Suppose we wish predict the body mass of two individuals whose heights are 145 and 160 cm, respectively -- based on the following paired data:

$$\begin{array}{r|c|c|c|c|c|c|c|c|c|c} \textrm{height (cm)} & 176 & 154 & 138 & 196 & 132 & 176 & 181 & 169 & 150 & 175\\\hline \textrm{body mass (kg)} & 82 & 49 & 53 & 112 & 47 & 69 & 77 & 71 & 62 & 78\\ \end{array}$$We first examine the scatter plot to make ensure the correlation, if it exists, appears to be a linear one.

> height = c(176, 154, 138, 196, 132, 176, 181, 169, 150, 175) > bodymass = c(82, 49, 53, 112, 47, 69, 77, 71, 62, 78) > plot(height,bodymass,main="Height vs. Body Mass")

This produces the following scatter plot:

Not seeing any issues with the scatter plot or any other assumptions of the parametric correlation test, we proceed with the test to decide if there is a significant correlation. (Recall, if no significant correlation exists, the predictions for the body mass for both heights will simply be the average body height.)

> cor.test(height,bodymass) Pearson's product-moment correlation data: height and bodymass t = 5.8892, df = 8, p-value = 0.0003662 alternative hypothesis: true correlation is not equal to 0 95 percent confidence interval: 0.6285267 0.9767094 sample estimates: cor 0.9014256

Notice, with a $p$-value of $0.0003662$ we have strong evidence that a correlation exists between height and body mass.

Now, we simply need to find the best-fit (regression) line for our data -- known as a **linear model** in R. We find the linear model with the `lm()`

function:

> linear.model = lm(bodymass ~ height) > linear.model Call: lm(formula = bodymass ~ height) Coefficients: (Intercept) height -70.4627 0.8528

Importantly, notice that in the `lm()`

function we put `bodymass`

to the left of the tilde (`~`

) symbol. The vector to the left of the tilde must always be the dependent variable (i.e., the one for which we wish to find predicted values), and the vector to the right of the tilde must always be the independent variable (the one on whom are predictions are based).
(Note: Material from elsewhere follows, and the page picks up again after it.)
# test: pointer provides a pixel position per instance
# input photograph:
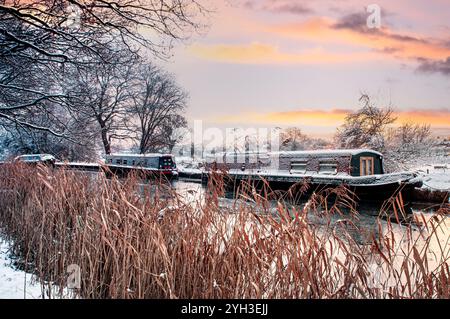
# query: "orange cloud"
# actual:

The output tells us that the best-fit (regression) line is given by $\widehat{y} = 0.8528x -70.4627$.

If one wishes to see this line added to our scatter plot, simply type the following after creating the plot:

abline(linear.model)

This adds the line stored in the variable `linear.model`

so that our plot now looks like the following:

Now all that remains is to make our predictions by evaluating $\widehat{y}$ for $x=145$ and $x=160$.

Of course, R provides a quick way to do that too:

> predict(linear.model,data.frame(height = c(145,160))) 1 2 53.19906 65.99165

So our model predicts a person 145 cm tall will have body mass of around 53 kg, and a person 160 cm tall will have body mass of almost 66 kg.